Is your phone listening to your conversations?
Have you ever wondered if your phone is somehow monitoring your conversations? A lot of people have the feeling that their apps are listening to things they say and then tailoring the ads they see. The companies say that’s not happening, but enough people have had similar enough experiences that we decided to investigate.
Marketplace asked for your experiences and whether you find targeted ads useful or creepy.
Nick Brincks said he and his sister were discussing a new washing machine for her house. The next day, his social media showed him ads for washers, even though he lives in an apartment and doesn’t own one.
Brenda Cunningham’s mother bought her son a Slinky for Christmas. Brenda told him not to swing it around. The next ad she saw was for Slinky. “Absolutely bizarre,” she said.
A number of you say it’s unnerving. One Saturday, Jackie Eckman and her friends were discussing making bone broth. The following Sunday, she saw ads for it in her feed.
“I actually took a screenshot shot and sent it to everyone at the table with the comment ‘Could my phone be any more blatant about eavesdropping?’ ” she said.
Technology companies Facebook, Amazon and Google say their devices do listen for wake words, or hotwords, like “OK, Google,” or “Alexa,” and the recording of your request is sent to the cloud, but they say they don’t monitor conversations. Facebook, which owns Instgram, says it only accesses the microphone on your phone for reasons you allow, like recording sound with your videos.
Facebook statement
“Facebook does not use your phone’s microphone to inform ads or to change what you see in News Feed. Some recent articles have suggested that we must be listening to people’s conversations in order to show them relevant ads. This is not true.”

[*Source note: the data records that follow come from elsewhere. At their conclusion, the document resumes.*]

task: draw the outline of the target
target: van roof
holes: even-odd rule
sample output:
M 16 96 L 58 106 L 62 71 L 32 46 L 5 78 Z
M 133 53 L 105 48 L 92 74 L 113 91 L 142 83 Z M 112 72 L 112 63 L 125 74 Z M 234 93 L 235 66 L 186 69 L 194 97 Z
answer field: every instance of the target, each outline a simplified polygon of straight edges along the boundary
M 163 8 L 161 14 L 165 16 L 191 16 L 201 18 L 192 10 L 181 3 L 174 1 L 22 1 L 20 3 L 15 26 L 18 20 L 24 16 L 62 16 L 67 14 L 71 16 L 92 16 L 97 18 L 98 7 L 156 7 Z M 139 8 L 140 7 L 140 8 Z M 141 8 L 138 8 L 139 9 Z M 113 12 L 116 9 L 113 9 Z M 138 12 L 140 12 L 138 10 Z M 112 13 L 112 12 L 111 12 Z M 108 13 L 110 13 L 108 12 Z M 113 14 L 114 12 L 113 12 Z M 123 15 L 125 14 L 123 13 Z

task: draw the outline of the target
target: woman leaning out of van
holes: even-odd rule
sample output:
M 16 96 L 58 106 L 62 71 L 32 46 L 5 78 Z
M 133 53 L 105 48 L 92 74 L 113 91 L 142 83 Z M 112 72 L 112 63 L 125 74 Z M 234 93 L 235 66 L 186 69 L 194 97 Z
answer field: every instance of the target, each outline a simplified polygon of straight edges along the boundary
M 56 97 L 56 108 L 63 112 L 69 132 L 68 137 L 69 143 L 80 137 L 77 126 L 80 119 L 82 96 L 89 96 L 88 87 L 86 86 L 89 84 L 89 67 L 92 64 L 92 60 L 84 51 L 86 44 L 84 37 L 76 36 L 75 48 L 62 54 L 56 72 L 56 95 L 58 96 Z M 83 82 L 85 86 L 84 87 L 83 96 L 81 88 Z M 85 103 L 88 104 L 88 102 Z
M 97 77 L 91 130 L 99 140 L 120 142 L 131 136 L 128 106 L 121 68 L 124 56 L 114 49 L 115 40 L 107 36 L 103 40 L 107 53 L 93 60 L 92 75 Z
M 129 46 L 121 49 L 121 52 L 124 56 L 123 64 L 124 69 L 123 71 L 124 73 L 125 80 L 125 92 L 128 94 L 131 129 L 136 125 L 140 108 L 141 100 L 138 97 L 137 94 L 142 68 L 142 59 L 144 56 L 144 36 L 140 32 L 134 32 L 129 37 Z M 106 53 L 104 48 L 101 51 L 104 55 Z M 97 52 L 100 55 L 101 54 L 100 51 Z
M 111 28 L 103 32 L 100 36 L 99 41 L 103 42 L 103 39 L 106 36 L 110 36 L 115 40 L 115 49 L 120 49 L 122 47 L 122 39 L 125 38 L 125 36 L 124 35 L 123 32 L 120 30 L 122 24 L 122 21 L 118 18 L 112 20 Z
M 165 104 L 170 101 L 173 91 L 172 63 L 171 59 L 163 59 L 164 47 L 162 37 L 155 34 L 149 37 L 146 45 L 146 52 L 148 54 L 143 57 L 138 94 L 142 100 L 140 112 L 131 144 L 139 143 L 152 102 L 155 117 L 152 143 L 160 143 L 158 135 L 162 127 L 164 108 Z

Companies don’t need to listen to conversations to target ads though, because we give them plenty of other information that is often more useful. As Facebook’s statement says, “We show ads based on people’s interests and other profile information.”
Other companies use information like our purchase histories, locations, race, income bracket, age and education to build eerily accurate profiles of us and figure out products we will be interested in.
In 2012, the New York Times revealed that Target was so good at analyzing customers’ purchases that it figured out a teenage girl was pregnant before her family knew and sent coupons for maternity clothes to her home.
An academic research team was able to predict depression and PTSD by analyzing social media posts, sometimes many months before a clinical diagnosis. Their work is published in the journal Nature.
There is another explanation for the feeling that your phone is listening to your conversations or maybe reading your mind. Psychologists call it the frequency illusion, or the Baader-Meinhof phenomenon. Once something is brought to our attention, we start to notice it everywhere. So perhaps those ads for cookies or socks were always in your feed, but before you chatted about them with your friend, you just scrolled past them.
If you feel like your phone is listening to you though, you’re not crazy. It may not be monitoring your conversation, but because of the other data it’s collecting, it doesn’t need to to get eerily accurate with ads.